CANADA EMPREINTES DIGITALES IMED 18151 CD (2018)
French musician eRikm has certainly moved far beyond being simply labelled as a “turntabler”. We heard one of his serious compositions Doubse Hysterie in 2016, released on Monotype Records; now here are three recent-ish works, published on the Canadian electro-acoustic label empreintes DIGITALes. Of these, ‘Draugalimur’ scores high for ambition, criss-crossing themes of fantasy story-telling, epic science fiction cinema, and landscape audio-painting of the wilds of Iceland, all the above underpinned with whispered texts drawn from traditional Nordic sagas. Erik’s aiming for a huge sense of scale, a panorama that can include old whale-slaughtering quays in its sweep, yet he never loses sight of the tiny details that give it all substance. Despite the rather grim tone, this piece does indeed convey the intended “journey” sensations that are the goal of so many composers in this area.

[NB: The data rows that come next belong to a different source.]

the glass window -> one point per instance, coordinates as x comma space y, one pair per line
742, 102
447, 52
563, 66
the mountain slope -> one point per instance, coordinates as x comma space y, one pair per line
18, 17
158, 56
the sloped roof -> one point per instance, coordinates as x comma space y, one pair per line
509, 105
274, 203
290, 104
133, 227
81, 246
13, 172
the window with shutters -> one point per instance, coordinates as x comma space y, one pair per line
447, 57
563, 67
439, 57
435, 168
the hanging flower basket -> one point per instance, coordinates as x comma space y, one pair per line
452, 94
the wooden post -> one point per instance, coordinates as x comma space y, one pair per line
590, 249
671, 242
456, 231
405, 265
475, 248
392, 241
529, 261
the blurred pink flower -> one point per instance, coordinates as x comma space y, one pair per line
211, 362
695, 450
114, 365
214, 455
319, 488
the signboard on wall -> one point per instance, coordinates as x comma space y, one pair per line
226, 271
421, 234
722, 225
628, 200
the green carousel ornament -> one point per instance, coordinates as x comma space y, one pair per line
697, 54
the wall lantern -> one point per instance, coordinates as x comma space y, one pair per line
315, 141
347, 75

‘Poudre’ contains field recordings of fireworks, a topic which has been used by so many phonographers in the past I often wonder what mileage is left in it. 17 minutes of explosions, treated with studio processing, are combined with the happy whoops of Berliners who set off fireworks on New Year’s Eve; eRikm takes a pessimistic quasi-philosophical view of the entire episode, and sees it all as an indicator of alienation in society. Not much listening pleasure in the piece either.
More successful, and another with grand ambitions, is ‘L’aire de la Moure 2’, another semi-fantastic piece that combines a survey of an area of natural beauty with dreams of flying. The area in question may be in Australia, since he refers in his notes to the sacred rock of Uluru (more popularly known as Ayers Rock). The site may be under threat in some way; there are vague allusions to risk management and natural disasters, but clearly the monumental scale of the place has stirred the composer’s imagination. He drew further textual ideas from Bruce Chatwin, Paul Virilio, and the writings of Paul Eluard, and his own childhood dreams of flight. A heady mix, then, of fantasy, dreams, sacred sites, and even magic – all bubbling away in the forge of his imagination. The extremely dynamic and textural electro-acoustic sheets of sound are mixed with planes flying overhead, and texts in French read by insistent male and female voices. ‘L’aire de la Moure 2’ thus succeeds in connecting with the “greats” of musique concrète composition, with its strong resemblance to works by Parmegiani, Luc Ferrari, and Pierre Henry.
A fairly ponderous release, with its weighty ideas embedded in the music and the printed text, but a solid and rewarding listen. From 15th October 2018.